Hey it's a pagan article of the day, two days in a row!
http://paganbloggers.com/critter/blog/2017/05/09/on-pagan-writing-styles/
This one is actually really relevant to the conversations with @literorrery et all last night!
@indi Yeah, this is exactly the kind of note I want to hit. The word I was looking for when I was trying to think of this before was "case study." Everyone's magical system is a case study in how to apply the theories of metamagic. Not every system will use every example, but here's three reasonably fleshed-out examples and how they do use the theories, as well as a bunch more places to go look for inspiration.
@literorrery Yes. Yesyesyes. 'Case study' nails it perfectly. The most useful books on magic that I ever read, personally, were SPECIFIC. They weren't MY specific, but they showed me how to get to my sort of specific.
I think (I was actually thinking this even before I got to the part of your message that mentioned it) that it'd be fascinating to have one tome that actually went out of its way to line up different specfic ways of doing something.
@literorrery That's actually the sort of thing that was on my mind when I said "Can I help?" last night; I want to see a book that has High Invocations of Celestial Spheres, and then, overleaf, cuddly interpersonal plushie-totem spiritwork. ;)
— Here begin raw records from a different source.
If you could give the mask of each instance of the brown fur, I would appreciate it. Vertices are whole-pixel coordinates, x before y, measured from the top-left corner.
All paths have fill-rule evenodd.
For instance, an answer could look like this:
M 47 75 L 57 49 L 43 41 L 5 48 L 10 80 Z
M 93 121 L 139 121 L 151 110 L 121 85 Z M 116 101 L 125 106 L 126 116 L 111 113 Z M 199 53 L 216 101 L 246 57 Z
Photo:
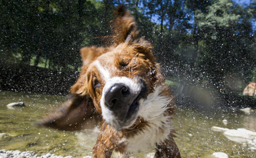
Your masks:
M 113 150 L 125 157 L 126 144 L 120 140 L 137 135 L 149 123 L 143 118 L 138 118 L 136 123 L 129 128 L 117 131 L 104 121 L 100 115 L 100 101 L 105 82 L 93 61 L 97 60 L 102 65 L 107 65 L 110 78 L 140 76 L 146 83 L 148 94 L 153 92 L 154 87 L 158 85 L 163 89 L 163 95 L 172 97 L 160 73 L 159 64 L 156 63 L 151 44 L 143 38 L 138 37 L 139 32 L 134 18 L 122 5 L 118 7 L 114 14 L 115 19 L 111 21 L 112 45 L 81 49 L 83 65 L 79 78 L 71 88 L 70 100 L 40 122 L 41 125 L 57 129 L 77 130 L 93 127 L 97 121 L 100 132 L 93 148 L 95 158 L 110 157 Z M 116 67 L 118 70 L 115 68 Z M 100 86 L 95 87 L 96 80 Z M 166 115 L 174 115 L 174 106 L 171 105 L 173 103 L 170 103 L 169 108 L 165 112 Z M 85 126 L 86 124 L 89 125 Z M 156 157 L 180 157 L 173 138 L 174 133 L 173 130 L 164 142 L 157 144 Z

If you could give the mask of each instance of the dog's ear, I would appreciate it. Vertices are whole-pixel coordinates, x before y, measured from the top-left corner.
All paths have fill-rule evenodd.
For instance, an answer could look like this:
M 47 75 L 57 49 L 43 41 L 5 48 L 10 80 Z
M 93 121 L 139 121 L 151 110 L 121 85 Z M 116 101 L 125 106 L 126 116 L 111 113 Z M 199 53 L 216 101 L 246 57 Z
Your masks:
M 94 127 L 98 114 L 88 93 L 86 73 L 90 64 L 109 49 L 95 47 L 81 49 L 83 65 L 79 78 L 71 88 L 69 101 L 41 120 L 39 124 L 68 130 Z
M 88 64 L 101 55 L 106 53 L 109 50 L 108 48 L 95 46 L 85 47 L 81 48 L 80 53 L 83 61 L 82 68 L 87 69 Z
M 123 4 L 119 5 L 114 12 L 115 19 L 111 22 L 114 44 L 138 39 L 139 31 L 134 18 Z
M 92 101 L 85 98 L 73 95 L 60 108 L 41 119 L 39 124 L 68 130 L 94 128 L 97 116 L 91 107 Z

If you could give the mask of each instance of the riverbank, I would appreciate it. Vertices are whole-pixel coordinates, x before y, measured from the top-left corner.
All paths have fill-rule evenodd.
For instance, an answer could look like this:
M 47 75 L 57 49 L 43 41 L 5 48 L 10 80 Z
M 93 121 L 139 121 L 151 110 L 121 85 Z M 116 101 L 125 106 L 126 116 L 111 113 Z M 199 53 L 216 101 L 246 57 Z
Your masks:
M 21 152 L 19 150 L 0 150 L 0 158 L 73 158 L 72 156 L 63 157 L 61 155 L 51 154 L 50 153 L 43 155 L 38 155 L 33 151 Z M 90 156 L 84 156 L 82 158 L 92 158 Z

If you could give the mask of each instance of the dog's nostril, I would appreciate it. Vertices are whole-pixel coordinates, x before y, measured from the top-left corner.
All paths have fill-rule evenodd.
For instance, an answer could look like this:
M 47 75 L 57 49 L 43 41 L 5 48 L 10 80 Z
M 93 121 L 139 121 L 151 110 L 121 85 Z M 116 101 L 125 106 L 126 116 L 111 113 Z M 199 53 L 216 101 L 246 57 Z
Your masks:
M 113 100 L 111 100 L 111 101 L 110 102 L 110 104 L 111 104 L 111 106 L 112 107 L 113 105 L 115 105 L 115 104 L 116 103 L 116 99 L 114 99 Z
M 127 87 L 124 87 L 121 90 L 121 93 L 122 94 L 124 94 L 127 91 L 127 90 L 128 90 L 128 88 L 127 88 Z
M 130 93 L 128 86 L 124 83 L 115 83 L 106 92 L 105 104 L 109 107 L 122 105 L 124 99 L 127 99 Z

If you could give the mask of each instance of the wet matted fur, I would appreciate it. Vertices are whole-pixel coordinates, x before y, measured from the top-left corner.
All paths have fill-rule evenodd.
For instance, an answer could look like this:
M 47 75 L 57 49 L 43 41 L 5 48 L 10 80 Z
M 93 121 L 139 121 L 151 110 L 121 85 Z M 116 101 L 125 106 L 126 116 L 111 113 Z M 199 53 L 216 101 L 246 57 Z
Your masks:
M 175 106 L 152 44 L 139 37 L 123 5 L 114 15 L 111 45 L 81 49 L 83 65 L 69 100 L 40 124 L 73 130 L 97 122 L 95 158 L 110 157 L 113 150 L 125 157 L 152 146 L 156 157 L 181 157 L 173 138 Z

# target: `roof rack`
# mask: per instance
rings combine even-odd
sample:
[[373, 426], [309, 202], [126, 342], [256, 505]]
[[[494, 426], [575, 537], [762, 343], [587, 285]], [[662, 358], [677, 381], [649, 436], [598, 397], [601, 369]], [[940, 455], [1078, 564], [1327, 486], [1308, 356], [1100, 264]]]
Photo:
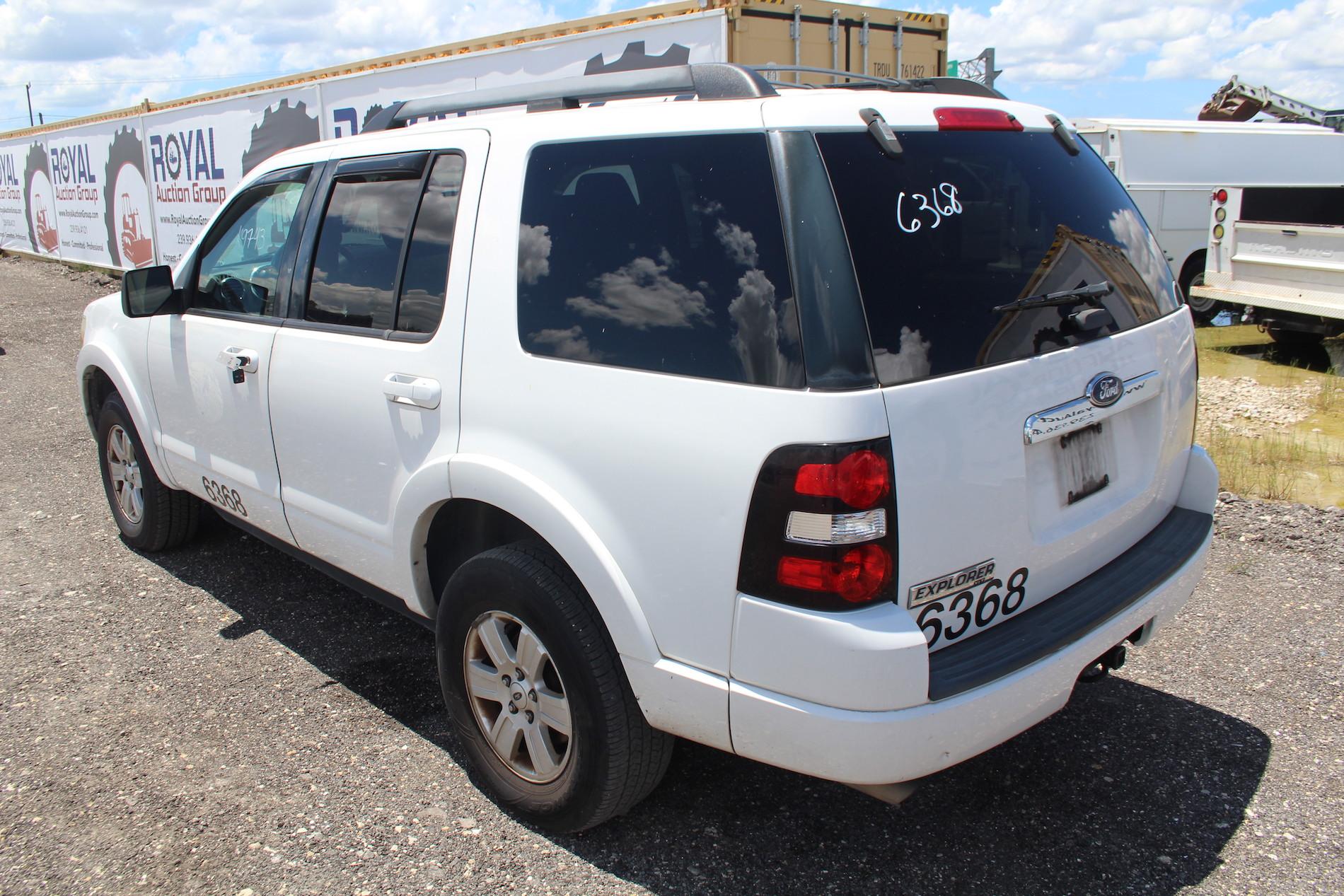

@indi This. Thisthisthisthis.
This is what I want. Absolutely.
@literorrery So, what's step 1?
Maybe a list of common magical operations that multiple folks independently write implementations of?
@indi I would say that, and the _briefest_ of nods towards "what problems magic systems are meant to address/explore." If this is longer than a page, we did it wrong, but an intro of "why this idea is important" (because it closes the gap between "anything can be a system" and "here's the book of All the Spells There Are" with little means from getting from A to B) I think will help establish what we're trying to accomplish.
@indi Exactly. Language is going to matter a lot, and we're going to need to find ways to explore these ideas that are value-neutral for most cases, but that will itself help show the "pattern" nature.